STRATEGI DAN TAKTIK (STRATAK) GERAKAN PMII

Hal yang paling dasar dalam PMII adalah pembekalan dirinya dengan kapasitas intelektual yang memadai. Karena tanpa dasar konsepsional yang jelas, gerakan PMII juga tidak akan menemukan kejelasan pada wilayah strategi dan taktik gerakannya. Apalagi, asumsi dasar pergerakan adalah berawal dari konteks yang bernama pendidikan. Muh. Hanif Dakhiri dan Zaini Rahman (2000), mengutip Ben Agger (1992), mengatakan bahwa titik berangkat paling strategis bagi PMII adalah mentransformasikan kehidupan intelektual sebagai invesntasi soial, politik dan kebudayaan.
Dalam kontkes inilah, semangat liberasi (pembebasan) dan independensi (kemandirian) yang pernah lahir dalam sejarah pemikiran PMII menjadi sebuah rujukan yang cukup signifikan. Wilayah pembebasan dari konteks penindasan, baik dari represifitas otoritas politik (negara-militer-partai), maupun otoritas soial (agama, pendidik,) dan ekonomi (pasar). Dengan filosofi liberasi akan terjadi proses perjuangan melampaui segala beban berat kehidupan demi melanjutkan amanat kemanusiaan, sesuai dengan mandat yang diperoleh dari Nilai Dasar Pergerakan (NDP).
Sejalan dengan semangat liberasi dan independensi di atas itulah, PMII juga harus berperan menciptakan ruang bagi publik (public sphere) yang kondusif untuk mengembangkan kehidupan. Di titik inilah, Free Market of Ideas (FMI) menjadi signifikan untuk diciptakan pada ruang-ruang kemasyarakatan, kenegaraan dan keilmuan. Karena perlawanan terhadap hegemoni negara, idiologi, pasar dan agama harus dihadapi dengan membuka sekian pintu kesadaran yang sengaja dikunci demi kepentingan kekuasaan.

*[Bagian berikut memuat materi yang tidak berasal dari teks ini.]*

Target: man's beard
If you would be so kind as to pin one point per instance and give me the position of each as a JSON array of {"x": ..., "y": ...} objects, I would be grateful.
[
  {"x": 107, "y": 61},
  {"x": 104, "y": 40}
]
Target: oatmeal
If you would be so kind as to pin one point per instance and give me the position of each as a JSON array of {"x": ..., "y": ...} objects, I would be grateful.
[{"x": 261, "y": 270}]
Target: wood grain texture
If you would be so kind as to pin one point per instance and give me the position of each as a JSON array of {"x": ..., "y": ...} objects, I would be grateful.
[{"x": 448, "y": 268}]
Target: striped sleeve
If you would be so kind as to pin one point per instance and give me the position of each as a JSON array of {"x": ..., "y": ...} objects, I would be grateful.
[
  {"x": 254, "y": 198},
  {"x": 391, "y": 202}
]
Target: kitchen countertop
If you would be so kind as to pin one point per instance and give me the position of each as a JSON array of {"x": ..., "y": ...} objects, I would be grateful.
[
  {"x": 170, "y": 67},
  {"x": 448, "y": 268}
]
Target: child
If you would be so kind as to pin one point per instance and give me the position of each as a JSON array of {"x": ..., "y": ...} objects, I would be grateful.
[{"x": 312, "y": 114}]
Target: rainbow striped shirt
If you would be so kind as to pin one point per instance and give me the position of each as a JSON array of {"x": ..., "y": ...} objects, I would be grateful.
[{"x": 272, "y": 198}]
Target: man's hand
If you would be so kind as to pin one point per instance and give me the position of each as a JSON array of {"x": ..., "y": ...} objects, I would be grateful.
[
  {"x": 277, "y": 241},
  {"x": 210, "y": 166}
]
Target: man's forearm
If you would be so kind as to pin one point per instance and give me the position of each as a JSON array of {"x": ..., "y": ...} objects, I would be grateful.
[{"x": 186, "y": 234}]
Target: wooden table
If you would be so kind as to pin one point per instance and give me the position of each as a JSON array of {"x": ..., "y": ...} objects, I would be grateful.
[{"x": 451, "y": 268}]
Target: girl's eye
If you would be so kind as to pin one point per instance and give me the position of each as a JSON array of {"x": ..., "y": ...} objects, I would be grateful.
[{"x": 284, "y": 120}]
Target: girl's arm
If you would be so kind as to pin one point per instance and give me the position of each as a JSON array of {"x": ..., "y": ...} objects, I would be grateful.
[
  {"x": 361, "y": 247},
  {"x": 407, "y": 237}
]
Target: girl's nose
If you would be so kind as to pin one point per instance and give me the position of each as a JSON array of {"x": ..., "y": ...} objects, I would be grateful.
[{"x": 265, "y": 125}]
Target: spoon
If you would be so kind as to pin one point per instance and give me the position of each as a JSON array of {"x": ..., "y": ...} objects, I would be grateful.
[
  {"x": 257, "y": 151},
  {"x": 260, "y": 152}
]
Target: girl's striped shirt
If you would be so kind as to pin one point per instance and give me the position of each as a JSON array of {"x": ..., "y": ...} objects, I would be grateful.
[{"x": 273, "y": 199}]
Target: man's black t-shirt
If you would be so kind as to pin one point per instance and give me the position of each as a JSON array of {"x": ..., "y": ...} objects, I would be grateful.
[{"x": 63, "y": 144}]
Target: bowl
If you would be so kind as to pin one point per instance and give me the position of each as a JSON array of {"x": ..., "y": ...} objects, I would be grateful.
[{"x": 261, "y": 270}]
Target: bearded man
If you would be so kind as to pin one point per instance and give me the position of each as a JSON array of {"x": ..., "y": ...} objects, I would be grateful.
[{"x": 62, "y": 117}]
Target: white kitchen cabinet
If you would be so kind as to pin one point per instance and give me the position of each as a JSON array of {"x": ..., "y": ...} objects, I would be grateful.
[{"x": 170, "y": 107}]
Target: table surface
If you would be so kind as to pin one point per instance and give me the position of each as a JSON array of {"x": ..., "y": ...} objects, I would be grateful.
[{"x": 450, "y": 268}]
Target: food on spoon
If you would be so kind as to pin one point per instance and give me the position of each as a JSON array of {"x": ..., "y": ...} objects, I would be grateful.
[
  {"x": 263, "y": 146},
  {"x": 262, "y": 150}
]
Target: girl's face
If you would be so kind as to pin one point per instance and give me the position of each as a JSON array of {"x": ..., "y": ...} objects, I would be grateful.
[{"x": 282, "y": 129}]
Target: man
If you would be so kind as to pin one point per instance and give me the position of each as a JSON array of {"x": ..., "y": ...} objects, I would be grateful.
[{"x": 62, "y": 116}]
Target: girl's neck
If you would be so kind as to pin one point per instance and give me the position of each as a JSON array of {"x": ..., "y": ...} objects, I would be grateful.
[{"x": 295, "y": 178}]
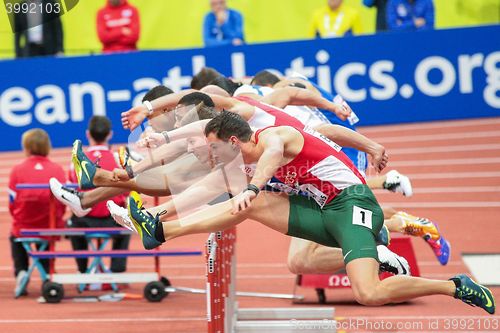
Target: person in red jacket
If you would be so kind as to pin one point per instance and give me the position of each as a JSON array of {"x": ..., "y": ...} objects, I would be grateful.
[
  {"x": 98, "y": 134},
  {"x": 36, "y": 168},
  {"x": 118, "y": 26}
]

Pada perbincangan tadi, kita sebenarnya sedang bergulat dengan dasar dan semangat pergerakan untuk perlawanan. Dasar pergerakan ini akan menjadi lebih tajam, sebagai sebuah kerangka jawaban bagi persoalan kemasyarakatan apabila kita jeli dalam melihat persoalan yang mengemuka, baik pada level pembacaan situasi global (sit-glob), situasi nasional (sit-nas) maupun situsasi lokal (sit-lok). Maka perbincangan kita akan kita dekatkan dengan pembacaan atas “struktur penindasan” dan “situasi kemasyarakatan” yang ada di dalamnya, yang akhirnya nanti bisa kita jadikan landasan untuk membuat “situasi perlawanan”.
Pembacaaan atas Situasi Penindasan dan Situasi Kemasyarakatan.
Arus utama dalam pembacaan atas situasi penindasan tidak akan bisa dilepaskan dari sebuah era yang dikenal dengan era “globalisasi”. Karena di era inilah, sekarang kita hidup dan menghadapinya dengan segala ketidakpastian. Ilmuwan yang mengkaitakan globalisasi dengan situasi penindasan adalah Deepak Nyyar (1998) yang mengatakan bahwa fase globalisasi dibagi menjadi dua, Pertama, fase imperialisme Inggris yang terjadi pada range 1870 – 1913 yang memakai payung idiologi kapitalisme klasik dengan doktrin yang terkenal dari Adam Smith “leizzis faire” (pasar yang sebebas-bebasnya, tanpa campur tangan negara). Kemudian fase kedua, adalah dekade 70-80an ketika roda perekonomian bergerak ke Amerika Serikat yang mendorongkan semangat yang hampir sama dengan fase sebelumnya di bawah idiologi neo-liberalisme. Mengamini pendapat di atas, James Petras (2001) mengatakan bahwa di dalam globalisasi yang menjadi slogan Barat, sesungguhnya terdapat semangat dan kepentingan imperialisme dengan agenda penguasaan dalam arti yang sangat luas, baik dalam arti material (SDA) maupun mental (SDM) atas dunia ketiga.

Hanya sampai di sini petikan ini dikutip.